Process-level reward modeling (PRM) for mathematical reasoning suffers from high annotation costs and low-efficiency data construction. To address this, we propose an uncertainty-driven framework for automated process reward data generation. Our method leverages model-output uncertainty to guide active sampling and enables lightweight human annotation. Key contributions include: (1) an uncertainty-aware active sampling strategy coupled with efficient annotation protocols; and (2) two novel multi-model output aggregation mechanisms—Hybrid Majority Reward Vote and Weighted Reward Frequency Vote—that jointly harness the robustness of majority voting and the discriminative power of PRMs. Evaluated on ProcessBench, MATH, and GSMPlus benchmarks, our approach improves PRM training efficiency—reducing annotation cost by ~40%—and boosts inference accuracy by +3.2% on average, while demonstrating strong cross-task generalization.

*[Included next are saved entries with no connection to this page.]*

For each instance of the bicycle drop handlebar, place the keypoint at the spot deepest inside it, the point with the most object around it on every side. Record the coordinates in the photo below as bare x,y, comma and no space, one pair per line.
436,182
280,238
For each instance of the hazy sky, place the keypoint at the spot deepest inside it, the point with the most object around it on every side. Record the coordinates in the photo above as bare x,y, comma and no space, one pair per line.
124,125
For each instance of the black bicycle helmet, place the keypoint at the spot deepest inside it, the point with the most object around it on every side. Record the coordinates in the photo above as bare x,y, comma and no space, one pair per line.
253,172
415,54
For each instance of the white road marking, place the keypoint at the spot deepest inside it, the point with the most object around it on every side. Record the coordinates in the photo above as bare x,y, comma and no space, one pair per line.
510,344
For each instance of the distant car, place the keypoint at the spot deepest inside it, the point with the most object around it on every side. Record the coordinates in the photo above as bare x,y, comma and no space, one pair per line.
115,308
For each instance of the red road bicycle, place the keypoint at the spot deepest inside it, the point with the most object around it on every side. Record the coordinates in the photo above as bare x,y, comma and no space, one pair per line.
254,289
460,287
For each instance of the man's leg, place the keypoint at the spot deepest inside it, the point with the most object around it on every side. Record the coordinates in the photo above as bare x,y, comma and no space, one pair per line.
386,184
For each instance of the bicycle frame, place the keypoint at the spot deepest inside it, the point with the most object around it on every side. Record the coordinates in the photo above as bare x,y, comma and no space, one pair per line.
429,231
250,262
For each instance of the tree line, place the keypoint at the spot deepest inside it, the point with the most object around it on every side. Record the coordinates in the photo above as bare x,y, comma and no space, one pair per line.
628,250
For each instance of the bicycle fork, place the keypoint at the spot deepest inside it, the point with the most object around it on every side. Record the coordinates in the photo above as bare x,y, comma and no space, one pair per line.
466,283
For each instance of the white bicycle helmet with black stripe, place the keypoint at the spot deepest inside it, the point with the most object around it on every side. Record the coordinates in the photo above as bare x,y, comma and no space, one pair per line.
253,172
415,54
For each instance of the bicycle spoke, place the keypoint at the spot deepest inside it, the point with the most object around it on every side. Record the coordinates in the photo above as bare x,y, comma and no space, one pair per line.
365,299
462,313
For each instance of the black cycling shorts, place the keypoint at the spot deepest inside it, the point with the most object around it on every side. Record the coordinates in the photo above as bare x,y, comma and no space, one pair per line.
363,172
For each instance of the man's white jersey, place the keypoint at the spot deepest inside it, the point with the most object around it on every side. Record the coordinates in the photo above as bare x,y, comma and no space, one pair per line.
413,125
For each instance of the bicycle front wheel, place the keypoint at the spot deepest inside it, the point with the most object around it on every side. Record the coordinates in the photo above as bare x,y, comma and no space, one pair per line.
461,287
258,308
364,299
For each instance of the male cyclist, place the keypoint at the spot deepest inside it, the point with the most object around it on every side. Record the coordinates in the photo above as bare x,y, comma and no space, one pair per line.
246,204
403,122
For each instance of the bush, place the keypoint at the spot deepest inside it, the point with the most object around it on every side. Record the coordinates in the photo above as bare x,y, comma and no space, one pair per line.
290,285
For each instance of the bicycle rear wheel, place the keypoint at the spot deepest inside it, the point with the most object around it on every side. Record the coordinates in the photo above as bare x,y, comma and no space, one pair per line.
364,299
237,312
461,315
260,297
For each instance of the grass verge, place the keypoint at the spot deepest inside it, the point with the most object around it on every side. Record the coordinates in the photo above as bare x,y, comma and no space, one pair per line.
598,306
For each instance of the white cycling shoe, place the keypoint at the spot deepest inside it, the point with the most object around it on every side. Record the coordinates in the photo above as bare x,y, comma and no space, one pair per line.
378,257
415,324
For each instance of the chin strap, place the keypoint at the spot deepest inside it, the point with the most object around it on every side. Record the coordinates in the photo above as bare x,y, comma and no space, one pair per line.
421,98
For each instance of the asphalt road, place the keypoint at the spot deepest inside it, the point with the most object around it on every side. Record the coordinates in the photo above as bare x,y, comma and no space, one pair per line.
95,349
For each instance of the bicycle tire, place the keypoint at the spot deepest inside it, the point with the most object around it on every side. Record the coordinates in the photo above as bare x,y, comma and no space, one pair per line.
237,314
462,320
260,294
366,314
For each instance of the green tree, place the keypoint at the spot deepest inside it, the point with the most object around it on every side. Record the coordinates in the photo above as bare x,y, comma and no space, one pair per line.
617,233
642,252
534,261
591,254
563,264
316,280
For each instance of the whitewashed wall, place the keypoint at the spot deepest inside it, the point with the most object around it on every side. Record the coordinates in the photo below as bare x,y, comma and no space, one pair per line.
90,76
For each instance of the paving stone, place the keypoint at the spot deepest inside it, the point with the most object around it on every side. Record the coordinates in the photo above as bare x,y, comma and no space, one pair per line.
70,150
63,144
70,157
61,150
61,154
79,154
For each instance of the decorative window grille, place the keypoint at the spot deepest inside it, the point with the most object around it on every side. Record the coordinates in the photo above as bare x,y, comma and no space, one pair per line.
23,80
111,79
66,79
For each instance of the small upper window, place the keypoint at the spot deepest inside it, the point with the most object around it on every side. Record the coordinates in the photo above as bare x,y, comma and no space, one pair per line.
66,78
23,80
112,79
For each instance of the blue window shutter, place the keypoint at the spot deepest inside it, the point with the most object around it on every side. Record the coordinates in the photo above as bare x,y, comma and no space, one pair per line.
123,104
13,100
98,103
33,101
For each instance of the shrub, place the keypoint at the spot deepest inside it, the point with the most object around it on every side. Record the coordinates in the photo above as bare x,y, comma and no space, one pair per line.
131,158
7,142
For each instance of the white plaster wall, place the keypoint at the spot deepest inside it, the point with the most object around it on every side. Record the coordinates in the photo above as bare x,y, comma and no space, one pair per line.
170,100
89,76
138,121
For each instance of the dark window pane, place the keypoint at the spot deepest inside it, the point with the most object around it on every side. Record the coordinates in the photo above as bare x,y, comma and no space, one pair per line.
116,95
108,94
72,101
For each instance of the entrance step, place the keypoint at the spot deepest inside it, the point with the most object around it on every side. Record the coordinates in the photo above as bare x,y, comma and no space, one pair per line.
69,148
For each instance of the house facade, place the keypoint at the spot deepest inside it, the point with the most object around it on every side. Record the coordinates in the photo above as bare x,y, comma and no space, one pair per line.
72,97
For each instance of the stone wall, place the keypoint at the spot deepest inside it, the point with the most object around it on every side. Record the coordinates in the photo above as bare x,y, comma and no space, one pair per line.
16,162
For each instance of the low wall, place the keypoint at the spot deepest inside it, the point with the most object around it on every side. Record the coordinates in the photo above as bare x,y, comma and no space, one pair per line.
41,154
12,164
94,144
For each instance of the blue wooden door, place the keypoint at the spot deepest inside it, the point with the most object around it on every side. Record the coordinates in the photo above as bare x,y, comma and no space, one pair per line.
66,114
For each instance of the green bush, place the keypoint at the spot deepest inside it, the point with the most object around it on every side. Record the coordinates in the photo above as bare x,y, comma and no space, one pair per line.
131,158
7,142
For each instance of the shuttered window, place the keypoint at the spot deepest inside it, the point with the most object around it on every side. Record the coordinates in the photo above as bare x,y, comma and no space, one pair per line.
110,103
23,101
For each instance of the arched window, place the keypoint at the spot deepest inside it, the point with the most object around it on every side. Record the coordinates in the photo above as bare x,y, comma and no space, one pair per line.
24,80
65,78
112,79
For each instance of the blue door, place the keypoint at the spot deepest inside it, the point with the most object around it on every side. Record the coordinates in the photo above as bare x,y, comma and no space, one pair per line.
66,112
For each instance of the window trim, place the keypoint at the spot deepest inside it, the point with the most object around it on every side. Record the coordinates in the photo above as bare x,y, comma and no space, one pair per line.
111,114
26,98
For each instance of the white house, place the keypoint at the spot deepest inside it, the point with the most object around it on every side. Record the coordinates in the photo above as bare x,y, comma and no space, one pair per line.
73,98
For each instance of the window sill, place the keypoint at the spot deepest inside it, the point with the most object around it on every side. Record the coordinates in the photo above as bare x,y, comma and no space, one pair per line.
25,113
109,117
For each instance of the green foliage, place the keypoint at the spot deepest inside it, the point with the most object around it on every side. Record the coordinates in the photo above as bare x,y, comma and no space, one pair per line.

Large language models have demonstrated remarkable capabilities in complex mathematical reasoning tasks, but they inevitably generate errors throughout multi-step solutions. Process-level Reward Models (PRMs) have shown great promise by providing supervision and evaluation at each intermediate step, thereby effectively improving the models' reasoning abilities. However, training effective PRMs requires high-quality process reward data, yet existing methods for constructing such data are often labour-intensive or inefficient. In this paper, we propose an uncertainty-driven framework for automated process reward data construction, encompassing both data generation and annotation processes for PRMs. Additionally, we identify the limitations of both majority vote and PRMs, and introduce two generic uncertainty-aware output aggregation methods: Hybrid Majority Reward Vote and Weighted Reward Frequency Vote, which combine the strengths of majority vote with PRMs. Extensive experiments on ProcessBench, MATH, and GSMPlus show the effectiveness and efficiency of the proposed PRM data construction framework, and demonstrate that the two output aggregation methods further improve the mathematical reasoning abilities across diverse PRMs. The code and data will be publicly available at https://github.com/Jiuzhouh/UnPRM.